Hybrid search combines [[Semantic Search]]—including [[Dense Vectors ("Embeddings")]] and [[Sparse Vectors ("Embeddings")]]—with [[Lexical Search]], enhancing retrieval accuracy.
"Hybrid Search combines sparse retrieval (BM25) and dense retrieval (Original embedding) and achieves notable performance with relatively low latency."
Recent studies indicate that combining lexical-based search with vector search significantly enhances performance.
[RRF - Reciprocal Rank Fusion](https://plg.uwaterloo.ca/~gvcormac/cormacksigir09-rrf.pdf) / [RFF is not enough](https://softwaredoug.com/blog/2024/11/03/rrf-is-not-enough): How should think of “vector search” and “bm25 search”? In terms of intent:
```
RRF_score = (80/user_wants_semantically_similar_text) + (20/user_wants_to_closely_match_the_words)
```
Hybrid search requires docs to have [[Sparse Vectors ("Embeddings")]]—in Pinecone, as metadata—before time of query. Query should be run through same sparse encoder.
![[Pasted image 20240909144731.png]]
https://github.com/pinecone-io/examples/blob/master/learn/search/hybrid-search/fast-intro/pubmed-bm25.ipynb
## Search Patterns
### "Classic Hybrid"
Parallel lexical (L0a; higher precision / lower recall) + semantic (L0b; higher recall / lower precision) retrieval (L0), UNION + de-dup; often keep ANN order (merge), then global re-rank (L1; boosting, tie-breaking, etc.):
1. apply all lexical filters for `top_k_sparse`
2. run semantic search for `top_k_dense`
3. merge lexical_top_k + semantic_top_k pools
4. re-rank merged pool with ANN ([[Cross-encoder]]) for final top_k or LLM augmentation ([[Retrieval Augmented Generation (RAG)]])

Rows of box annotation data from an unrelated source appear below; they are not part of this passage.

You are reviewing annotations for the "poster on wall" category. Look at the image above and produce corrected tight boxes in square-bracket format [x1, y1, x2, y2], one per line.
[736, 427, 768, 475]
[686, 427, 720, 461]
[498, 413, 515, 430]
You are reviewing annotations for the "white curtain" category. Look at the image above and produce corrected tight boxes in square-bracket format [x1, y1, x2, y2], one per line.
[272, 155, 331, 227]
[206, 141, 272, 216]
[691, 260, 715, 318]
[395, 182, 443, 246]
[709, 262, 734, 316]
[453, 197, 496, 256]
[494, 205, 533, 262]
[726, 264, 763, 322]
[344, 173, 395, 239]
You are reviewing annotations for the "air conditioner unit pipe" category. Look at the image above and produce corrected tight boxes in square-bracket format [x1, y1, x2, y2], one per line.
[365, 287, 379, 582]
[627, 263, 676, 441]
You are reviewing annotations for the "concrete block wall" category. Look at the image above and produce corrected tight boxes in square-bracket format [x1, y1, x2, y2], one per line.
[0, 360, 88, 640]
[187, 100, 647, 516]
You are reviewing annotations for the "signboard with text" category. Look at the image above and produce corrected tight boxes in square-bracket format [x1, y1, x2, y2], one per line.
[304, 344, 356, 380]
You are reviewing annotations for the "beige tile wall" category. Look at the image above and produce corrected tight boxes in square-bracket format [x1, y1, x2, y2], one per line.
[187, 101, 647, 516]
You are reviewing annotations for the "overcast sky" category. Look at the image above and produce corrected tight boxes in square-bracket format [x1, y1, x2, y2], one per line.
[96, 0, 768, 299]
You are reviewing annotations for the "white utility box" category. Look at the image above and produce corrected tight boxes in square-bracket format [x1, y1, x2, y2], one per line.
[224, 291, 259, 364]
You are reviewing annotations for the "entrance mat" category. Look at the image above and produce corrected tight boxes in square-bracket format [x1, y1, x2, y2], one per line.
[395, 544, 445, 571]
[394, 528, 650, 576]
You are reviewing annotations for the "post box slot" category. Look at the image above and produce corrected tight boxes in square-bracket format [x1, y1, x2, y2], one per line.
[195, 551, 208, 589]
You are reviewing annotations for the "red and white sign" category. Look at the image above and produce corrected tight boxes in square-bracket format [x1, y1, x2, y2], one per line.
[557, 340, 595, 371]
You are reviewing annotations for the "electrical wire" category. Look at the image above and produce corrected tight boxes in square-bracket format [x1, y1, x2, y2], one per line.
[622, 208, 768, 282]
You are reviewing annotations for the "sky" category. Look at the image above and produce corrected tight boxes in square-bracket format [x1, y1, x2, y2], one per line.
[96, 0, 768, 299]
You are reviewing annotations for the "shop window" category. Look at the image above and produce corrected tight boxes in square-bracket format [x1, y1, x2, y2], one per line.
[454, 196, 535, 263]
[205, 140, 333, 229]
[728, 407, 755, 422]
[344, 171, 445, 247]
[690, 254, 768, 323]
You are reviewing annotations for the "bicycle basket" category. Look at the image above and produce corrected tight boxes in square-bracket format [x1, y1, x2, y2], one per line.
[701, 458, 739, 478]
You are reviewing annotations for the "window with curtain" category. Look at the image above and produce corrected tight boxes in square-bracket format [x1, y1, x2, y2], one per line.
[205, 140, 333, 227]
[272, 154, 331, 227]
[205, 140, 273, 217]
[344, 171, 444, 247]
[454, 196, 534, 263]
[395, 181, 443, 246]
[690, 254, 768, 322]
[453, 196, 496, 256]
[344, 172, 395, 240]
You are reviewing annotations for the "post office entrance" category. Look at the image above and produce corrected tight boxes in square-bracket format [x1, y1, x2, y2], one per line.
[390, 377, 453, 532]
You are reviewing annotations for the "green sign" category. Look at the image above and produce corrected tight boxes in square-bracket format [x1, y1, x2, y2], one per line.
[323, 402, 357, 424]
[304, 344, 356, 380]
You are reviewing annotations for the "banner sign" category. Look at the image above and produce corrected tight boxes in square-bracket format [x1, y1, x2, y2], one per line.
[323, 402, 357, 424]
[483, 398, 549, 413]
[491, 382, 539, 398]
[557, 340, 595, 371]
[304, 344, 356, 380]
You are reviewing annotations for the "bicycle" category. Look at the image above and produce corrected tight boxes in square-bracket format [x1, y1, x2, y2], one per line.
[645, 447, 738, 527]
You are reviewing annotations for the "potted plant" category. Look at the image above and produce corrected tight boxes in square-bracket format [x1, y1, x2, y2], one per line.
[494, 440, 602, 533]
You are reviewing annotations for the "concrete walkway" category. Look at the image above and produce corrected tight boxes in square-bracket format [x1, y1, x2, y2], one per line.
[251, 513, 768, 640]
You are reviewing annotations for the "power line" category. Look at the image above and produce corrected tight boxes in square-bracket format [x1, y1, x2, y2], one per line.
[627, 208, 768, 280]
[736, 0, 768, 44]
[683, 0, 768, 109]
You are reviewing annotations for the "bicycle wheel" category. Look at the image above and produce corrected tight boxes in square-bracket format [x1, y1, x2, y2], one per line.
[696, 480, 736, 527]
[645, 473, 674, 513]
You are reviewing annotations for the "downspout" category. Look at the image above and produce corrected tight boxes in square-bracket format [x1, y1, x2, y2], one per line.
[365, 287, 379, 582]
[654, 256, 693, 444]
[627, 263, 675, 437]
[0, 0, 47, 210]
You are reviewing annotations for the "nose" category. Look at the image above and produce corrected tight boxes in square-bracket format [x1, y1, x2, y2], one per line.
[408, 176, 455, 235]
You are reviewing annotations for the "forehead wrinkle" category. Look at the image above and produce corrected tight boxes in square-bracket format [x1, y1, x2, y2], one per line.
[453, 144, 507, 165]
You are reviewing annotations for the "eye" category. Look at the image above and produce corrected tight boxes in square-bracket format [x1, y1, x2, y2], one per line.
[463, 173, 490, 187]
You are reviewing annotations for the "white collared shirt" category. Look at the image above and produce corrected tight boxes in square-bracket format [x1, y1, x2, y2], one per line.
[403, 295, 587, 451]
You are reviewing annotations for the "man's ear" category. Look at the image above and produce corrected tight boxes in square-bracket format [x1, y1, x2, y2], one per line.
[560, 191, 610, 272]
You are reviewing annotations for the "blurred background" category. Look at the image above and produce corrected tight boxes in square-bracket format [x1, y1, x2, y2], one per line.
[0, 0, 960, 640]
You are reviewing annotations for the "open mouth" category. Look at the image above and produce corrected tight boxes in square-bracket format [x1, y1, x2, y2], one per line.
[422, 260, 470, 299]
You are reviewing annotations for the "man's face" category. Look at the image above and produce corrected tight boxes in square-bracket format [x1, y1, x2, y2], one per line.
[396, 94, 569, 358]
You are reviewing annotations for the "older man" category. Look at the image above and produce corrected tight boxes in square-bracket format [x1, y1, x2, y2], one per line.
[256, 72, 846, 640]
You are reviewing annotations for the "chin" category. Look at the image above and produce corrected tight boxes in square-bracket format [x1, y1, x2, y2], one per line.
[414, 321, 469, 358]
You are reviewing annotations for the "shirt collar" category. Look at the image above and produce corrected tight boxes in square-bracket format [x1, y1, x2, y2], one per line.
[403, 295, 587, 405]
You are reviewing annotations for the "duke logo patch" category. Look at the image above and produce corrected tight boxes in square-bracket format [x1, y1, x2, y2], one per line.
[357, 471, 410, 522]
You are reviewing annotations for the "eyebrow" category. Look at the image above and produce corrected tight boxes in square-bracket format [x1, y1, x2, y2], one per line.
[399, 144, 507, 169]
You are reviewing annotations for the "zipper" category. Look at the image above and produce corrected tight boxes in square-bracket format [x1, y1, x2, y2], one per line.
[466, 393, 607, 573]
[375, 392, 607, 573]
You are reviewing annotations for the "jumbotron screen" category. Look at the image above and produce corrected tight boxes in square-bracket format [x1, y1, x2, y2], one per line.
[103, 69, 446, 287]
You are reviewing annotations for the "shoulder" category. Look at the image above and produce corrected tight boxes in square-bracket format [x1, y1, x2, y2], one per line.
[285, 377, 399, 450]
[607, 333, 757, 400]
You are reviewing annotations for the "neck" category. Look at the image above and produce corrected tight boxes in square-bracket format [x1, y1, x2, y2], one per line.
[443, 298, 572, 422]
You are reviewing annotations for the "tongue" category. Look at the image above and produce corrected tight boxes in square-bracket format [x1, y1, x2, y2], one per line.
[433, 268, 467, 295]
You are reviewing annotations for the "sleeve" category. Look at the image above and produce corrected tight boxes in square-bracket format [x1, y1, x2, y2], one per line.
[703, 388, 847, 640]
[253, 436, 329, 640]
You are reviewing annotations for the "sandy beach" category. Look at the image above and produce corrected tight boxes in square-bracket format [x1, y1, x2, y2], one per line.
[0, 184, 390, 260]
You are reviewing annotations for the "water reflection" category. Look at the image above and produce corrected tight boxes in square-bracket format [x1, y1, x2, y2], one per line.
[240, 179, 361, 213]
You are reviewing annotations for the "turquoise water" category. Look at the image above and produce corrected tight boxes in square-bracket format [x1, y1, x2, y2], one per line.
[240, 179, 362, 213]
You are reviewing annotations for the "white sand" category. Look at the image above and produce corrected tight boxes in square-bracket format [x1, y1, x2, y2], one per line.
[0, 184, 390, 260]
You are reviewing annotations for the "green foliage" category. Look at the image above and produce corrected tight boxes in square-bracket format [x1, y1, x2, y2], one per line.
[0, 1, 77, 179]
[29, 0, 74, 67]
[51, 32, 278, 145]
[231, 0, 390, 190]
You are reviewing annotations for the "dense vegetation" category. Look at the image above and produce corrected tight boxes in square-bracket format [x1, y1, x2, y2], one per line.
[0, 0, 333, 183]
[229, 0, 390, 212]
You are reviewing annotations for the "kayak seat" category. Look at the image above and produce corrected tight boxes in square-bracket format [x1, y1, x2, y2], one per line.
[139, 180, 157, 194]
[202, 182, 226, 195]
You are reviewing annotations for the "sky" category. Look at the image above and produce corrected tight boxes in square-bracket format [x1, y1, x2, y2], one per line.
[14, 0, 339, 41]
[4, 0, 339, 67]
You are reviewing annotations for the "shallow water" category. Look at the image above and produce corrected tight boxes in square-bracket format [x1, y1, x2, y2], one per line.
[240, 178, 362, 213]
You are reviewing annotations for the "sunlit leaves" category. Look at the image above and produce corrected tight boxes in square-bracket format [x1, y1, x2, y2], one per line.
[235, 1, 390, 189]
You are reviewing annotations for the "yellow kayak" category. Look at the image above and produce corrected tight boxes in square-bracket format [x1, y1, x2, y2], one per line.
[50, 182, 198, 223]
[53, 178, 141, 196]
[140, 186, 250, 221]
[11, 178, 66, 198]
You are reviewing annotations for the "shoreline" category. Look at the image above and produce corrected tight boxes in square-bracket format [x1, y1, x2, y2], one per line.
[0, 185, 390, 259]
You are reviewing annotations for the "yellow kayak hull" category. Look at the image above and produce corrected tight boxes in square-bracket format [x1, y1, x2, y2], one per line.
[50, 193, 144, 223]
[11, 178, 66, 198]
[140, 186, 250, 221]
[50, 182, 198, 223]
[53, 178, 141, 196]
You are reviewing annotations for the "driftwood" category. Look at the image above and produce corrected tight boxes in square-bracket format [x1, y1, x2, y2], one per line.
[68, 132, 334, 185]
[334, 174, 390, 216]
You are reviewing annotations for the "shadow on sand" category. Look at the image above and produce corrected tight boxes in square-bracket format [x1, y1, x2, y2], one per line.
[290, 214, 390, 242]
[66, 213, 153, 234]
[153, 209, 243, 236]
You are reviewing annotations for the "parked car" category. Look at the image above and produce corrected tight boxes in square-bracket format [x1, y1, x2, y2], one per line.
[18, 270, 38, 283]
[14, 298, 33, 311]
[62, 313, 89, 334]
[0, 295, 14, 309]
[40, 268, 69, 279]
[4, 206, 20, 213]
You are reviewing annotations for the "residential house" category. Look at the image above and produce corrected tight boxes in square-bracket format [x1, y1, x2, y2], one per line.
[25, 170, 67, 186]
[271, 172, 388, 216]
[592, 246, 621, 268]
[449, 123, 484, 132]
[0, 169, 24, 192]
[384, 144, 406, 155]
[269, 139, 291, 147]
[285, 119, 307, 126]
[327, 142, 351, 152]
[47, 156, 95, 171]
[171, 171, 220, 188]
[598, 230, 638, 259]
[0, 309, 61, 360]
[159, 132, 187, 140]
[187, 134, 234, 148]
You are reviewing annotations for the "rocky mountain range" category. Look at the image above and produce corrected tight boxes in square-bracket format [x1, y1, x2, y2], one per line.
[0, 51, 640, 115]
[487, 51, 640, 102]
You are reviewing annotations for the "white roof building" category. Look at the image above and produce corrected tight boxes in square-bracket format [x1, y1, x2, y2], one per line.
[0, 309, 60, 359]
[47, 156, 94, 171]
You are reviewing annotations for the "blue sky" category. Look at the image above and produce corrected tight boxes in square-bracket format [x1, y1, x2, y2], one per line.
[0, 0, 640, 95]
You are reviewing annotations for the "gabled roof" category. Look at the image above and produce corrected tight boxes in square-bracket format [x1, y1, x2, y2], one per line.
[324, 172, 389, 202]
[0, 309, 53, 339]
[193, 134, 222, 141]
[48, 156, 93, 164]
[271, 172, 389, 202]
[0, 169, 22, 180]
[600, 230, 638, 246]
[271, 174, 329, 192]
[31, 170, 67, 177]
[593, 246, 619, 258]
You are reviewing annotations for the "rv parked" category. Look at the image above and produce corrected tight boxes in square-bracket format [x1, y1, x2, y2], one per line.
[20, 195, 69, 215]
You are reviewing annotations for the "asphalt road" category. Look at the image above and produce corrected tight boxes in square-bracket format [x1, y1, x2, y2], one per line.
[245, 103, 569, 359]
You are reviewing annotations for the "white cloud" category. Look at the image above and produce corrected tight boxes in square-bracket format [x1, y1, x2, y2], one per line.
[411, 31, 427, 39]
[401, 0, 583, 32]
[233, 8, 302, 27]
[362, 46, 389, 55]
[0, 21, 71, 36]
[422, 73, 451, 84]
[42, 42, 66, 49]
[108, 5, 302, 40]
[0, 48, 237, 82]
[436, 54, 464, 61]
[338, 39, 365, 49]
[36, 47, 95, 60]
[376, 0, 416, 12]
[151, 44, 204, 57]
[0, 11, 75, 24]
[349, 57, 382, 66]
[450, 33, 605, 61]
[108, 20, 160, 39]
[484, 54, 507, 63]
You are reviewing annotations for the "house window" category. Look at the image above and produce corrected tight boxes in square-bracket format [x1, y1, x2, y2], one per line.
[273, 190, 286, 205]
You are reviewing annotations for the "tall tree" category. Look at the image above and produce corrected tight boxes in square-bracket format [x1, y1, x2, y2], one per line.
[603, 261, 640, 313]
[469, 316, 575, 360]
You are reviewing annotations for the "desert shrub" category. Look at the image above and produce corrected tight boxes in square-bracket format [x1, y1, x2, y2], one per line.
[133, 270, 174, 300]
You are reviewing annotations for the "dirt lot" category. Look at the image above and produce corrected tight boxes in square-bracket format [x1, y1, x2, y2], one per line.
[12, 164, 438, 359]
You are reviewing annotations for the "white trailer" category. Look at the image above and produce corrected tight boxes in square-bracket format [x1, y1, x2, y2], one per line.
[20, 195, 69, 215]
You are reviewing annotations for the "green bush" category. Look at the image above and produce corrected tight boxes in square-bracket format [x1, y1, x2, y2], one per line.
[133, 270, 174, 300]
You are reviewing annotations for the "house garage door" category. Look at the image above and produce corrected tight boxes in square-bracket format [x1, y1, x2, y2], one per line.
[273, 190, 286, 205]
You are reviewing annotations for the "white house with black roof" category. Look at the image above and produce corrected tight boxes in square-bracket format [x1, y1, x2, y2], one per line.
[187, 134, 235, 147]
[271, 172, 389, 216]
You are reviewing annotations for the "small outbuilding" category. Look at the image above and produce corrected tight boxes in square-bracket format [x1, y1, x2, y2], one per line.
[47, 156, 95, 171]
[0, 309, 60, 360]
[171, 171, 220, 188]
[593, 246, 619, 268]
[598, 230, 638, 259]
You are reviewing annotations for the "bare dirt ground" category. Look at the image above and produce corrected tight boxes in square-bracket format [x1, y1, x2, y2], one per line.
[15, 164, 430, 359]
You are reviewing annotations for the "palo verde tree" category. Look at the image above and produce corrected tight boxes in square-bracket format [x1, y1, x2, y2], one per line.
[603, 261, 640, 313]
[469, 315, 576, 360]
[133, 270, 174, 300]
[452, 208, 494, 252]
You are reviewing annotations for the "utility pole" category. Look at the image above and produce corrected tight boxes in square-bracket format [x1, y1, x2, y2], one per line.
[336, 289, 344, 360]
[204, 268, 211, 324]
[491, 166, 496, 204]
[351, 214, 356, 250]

This pattern lets both retrievers look at the whole index, so recall is high even when a document shares zero lexical terms with the query, but can be wasteful at scale since every query pays for one giant ANN.
### "Many-arm Hybrid"
1. Build the arms: Exact decomposition is domain- and query-type-dependent. For every arm decide **both** (a) its lexical filter (if any) and (b) which retriever you’ll run inside that filter:
1. A – lexical ∧ vector
2. B – lexical ∧ vector (looser match)
3. C – facet ∧ vector
4. D – image-facet ∧ image-vector
5. E – _pure BM25_ (no vector step!)
6. F – _pure vector_ (no filter)
2. Fire the arms:
1. Run each KNN on its filtered slice (A-D & F).
2. Run the single BM25 query (E).
3. Return (`doc_id`, _native score_) pairs from every arm; You now have n lists whose scores live on different scales
3. Fuse the pools: Typical first-pass fusion: [[Reciprocal Rank Fusion (RRF)]], dis_max + boosts, or max-score across arms. Normalise the scores if you want to sort by a single key. Do not sort “by vector similarity only” or the BM25-only docs will all sink to the bottom (they have no cosine score). This is your _true L0 result set_—often a few × _k_ (e.g. 300-500 docs).
4. Optional L1 re-rank: Feed the fused set into a cross-encoder, LambdaMART, or lightweight LLM function-caller. Because every document already passed at least one lexical rule, the cross-encoder isn’t wasting cycles on totally off-topic docs.
This pattern trades some recall ceiling for tighter latency and better early-precision—at the cost of query-time complexity. It's particularly good in e-commerce or job search where lexical clues strongly predict intent. Cons: “more arms, more problems”, engineering complexity.
### Classic Hybrid + Learned Embeddings
Doug Turnbull’s long-term advice is to train one retriever that already mixes the lexical clues into the embedding, so merging stays minimal ([[Two Tower Embeddings ("Learned Embeddings")]]. That means more information is folded into the embedding, so we can retire many retrieval arms (many-arm hybrid) to regain simplicity without losing precision (classic hybrid).